We have no idea what Widmore wants. He's interested in the geophysics of the island. It would seem likely he wants to harness them for his own gain--he's in the way of the Smoke Monster, but he's never really worked for Jacob.

Ilana doesn't even know what she wants to do, except serve Jacob however she's told.

As for Desmond, do we even know which Desmond this is? Perhaps Widmore has sideways Desmond, and this is what will bring the two worlds together.
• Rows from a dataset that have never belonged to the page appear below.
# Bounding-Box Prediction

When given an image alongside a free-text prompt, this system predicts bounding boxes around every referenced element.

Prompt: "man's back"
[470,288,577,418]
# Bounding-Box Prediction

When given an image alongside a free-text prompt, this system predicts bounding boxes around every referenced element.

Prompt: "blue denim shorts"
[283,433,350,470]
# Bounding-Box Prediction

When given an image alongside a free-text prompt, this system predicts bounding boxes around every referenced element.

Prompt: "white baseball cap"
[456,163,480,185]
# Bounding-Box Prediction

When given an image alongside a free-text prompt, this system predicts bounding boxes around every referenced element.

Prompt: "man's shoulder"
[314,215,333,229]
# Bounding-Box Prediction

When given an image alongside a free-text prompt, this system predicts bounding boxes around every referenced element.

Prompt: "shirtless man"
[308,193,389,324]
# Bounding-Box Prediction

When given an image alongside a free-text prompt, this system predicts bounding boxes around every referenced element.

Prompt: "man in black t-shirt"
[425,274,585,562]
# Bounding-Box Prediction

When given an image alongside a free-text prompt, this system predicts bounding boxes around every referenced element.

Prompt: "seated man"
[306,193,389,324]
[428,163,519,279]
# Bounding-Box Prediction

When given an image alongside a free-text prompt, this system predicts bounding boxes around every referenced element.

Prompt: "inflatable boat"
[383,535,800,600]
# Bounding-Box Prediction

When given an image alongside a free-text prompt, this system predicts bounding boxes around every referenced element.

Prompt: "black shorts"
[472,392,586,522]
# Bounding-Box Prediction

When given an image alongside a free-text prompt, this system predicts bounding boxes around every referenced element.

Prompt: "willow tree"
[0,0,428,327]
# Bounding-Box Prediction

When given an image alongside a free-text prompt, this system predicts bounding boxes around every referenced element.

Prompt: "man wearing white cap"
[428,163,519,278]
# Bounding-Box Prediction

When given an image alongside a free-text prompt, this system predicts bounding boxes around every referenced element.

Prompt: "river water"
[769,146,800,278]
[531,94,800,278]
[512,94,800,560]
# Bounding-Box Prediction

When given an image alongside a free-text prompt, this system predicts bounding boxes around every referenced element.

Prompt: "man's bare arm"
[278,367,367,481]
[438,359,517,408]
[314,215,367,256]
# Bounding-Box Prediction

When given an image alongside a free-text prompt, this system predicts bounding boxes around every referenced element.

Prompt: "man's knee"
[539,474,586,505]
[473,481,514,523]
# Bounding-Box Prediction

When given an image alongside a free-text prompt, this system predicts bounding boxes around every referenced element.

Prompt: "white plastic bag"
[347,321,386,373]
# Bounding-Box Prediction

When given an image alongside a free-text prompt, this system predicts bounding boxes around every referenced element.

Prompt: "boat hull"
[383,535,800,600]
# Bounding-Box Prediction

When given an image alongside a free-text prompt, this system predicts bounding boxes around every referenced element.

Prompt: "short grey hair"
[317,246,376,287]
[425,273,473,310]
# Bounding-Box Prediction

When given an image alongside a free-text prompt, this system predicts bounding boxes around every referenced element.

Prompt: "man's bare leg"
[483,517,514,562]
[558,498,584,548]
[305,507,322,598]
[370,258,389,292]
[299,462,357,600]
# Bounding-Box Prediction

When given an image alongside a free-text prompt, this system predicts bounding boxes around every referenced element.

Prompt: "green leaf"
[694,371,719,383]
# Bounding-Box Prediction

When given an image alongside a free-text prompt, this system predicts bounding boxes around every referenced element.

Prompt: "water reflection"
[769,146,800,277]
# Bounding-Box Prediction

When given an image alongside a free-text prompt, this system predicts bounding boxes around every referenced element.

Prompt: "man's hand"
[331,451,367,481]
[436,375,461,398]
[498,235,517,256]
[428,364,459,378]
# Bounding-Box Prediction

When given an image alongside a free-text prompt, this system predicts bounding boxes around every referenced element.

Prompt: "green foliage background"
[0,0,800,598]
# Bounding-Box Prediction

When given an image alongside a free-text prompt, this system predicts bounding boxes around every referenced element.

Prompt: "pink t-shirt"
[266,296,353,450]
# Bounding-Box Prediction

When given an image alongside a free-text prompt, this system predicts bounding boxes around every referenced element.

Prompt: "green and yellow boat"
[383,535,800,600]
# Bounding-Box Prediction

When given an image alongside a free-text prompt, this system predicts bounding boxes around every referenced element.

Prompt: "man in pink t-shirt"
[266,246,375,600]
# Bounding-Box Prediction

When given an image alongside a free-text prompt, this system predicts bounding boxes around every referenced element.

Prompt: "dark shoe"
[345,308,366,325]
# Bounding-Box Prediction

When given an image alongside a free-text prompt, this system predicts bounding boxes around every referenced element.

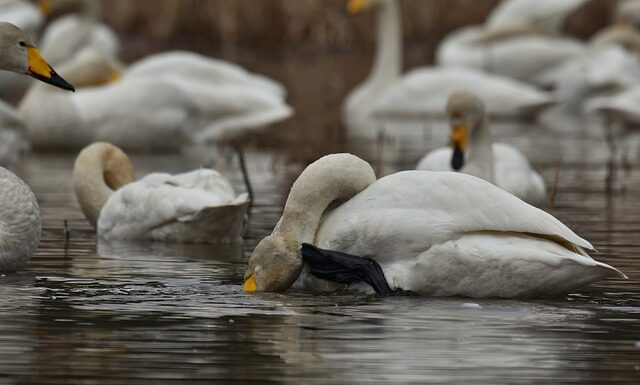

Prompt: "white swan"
[436,0,586,85]
[0,0,44,36]
[73,143,249,243]
[343,0,553,130]
[416,92,547,205]
[486,0,588,35]
[19,50,292,151]
[0,22,73,272]
[244,154,624,298]
[436,26,585,84]
[0,101,31,167]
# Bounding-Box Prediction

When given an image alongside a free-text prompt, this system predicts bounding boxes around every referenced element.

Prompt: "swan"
[0,101,31,167]
[244,154,624,298]
[40,0,120,65]
[343,0,553,130]
[416,92,547,205]
[19,50,292,151]
[0,22,73,272]
[0,0,44,36]
[486,0,588,35]
[436,0,586,85]
[436,26,585,85]
[73,143,249,243]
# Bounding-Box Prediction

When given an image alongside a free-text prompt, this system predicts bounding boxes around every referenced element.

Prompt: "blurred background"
[85,0,616,159]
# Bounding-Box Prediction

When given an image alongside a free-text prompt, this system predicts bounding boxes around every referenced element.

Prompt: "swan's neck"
[463,117,494,182]
[73,143,134,228]
[276,154,376,244]
[368,0,402,89]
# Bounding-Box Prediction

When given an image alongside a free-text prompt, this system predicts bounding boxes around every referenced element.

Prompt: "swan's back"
[0,167,41,271]
[98,169,247,242]
[125,51,286,98]
[374,67,554,118]
[316,171,592,262]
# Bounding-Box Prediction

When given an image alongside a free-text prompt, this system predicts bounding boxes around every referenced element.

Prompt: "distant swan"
[19,50,292,151]
[0,22,73,272]
[343,0,553,131]
[244,154,624,298]
[416,92,547,205]
[73,143,248,243]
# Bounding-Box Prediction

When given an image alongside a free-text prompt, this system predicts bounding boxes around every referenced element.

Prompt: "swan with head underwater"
[343,0,554,133]
[244,154,624,298]
[0,22,73,272]
[416,92,547,205]
[73,143,249,243]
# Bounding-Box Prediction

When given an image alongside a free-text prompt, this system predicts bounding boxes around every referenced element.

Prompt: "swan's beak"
[244,275,258,293]
[345,0,369,16]
[38,0,53,16]
[451,123,469,171]
[27,47,76,92]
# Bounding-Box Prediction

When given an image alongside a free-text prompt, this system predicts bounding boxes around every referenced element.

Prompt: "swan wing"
[98,169,247,240]
[316,171,593,262]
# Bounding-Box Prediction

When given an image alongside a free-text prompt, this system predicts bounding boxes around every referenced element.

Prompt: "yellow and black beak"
[244,275,258,293]
[27,46,76,92]
[451,123,469,171]
[344,0,369,16]
[38,0,53,16]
Maybe he needs to bring Desmond to the Donkey Wheel to do something.

1:32 PM, March 31, 2010  
Anonymous Lawrence King said...

Yes, the film contained the words "God loves you as He loved Jacob". They sure seemed to be in the same style (and font?) as the other crazy messages. Were there Jacob fans in Dharmaland? Or were the writers in Season Three not yet firm on the Dharma - Others - Jacob relationship (i.e., Dharma knows about the Others, and the Others know about Jacob, but there's no D to Jacob connection). (FWIW, most of the Others were candidates, but the Dharma folks were generally not.)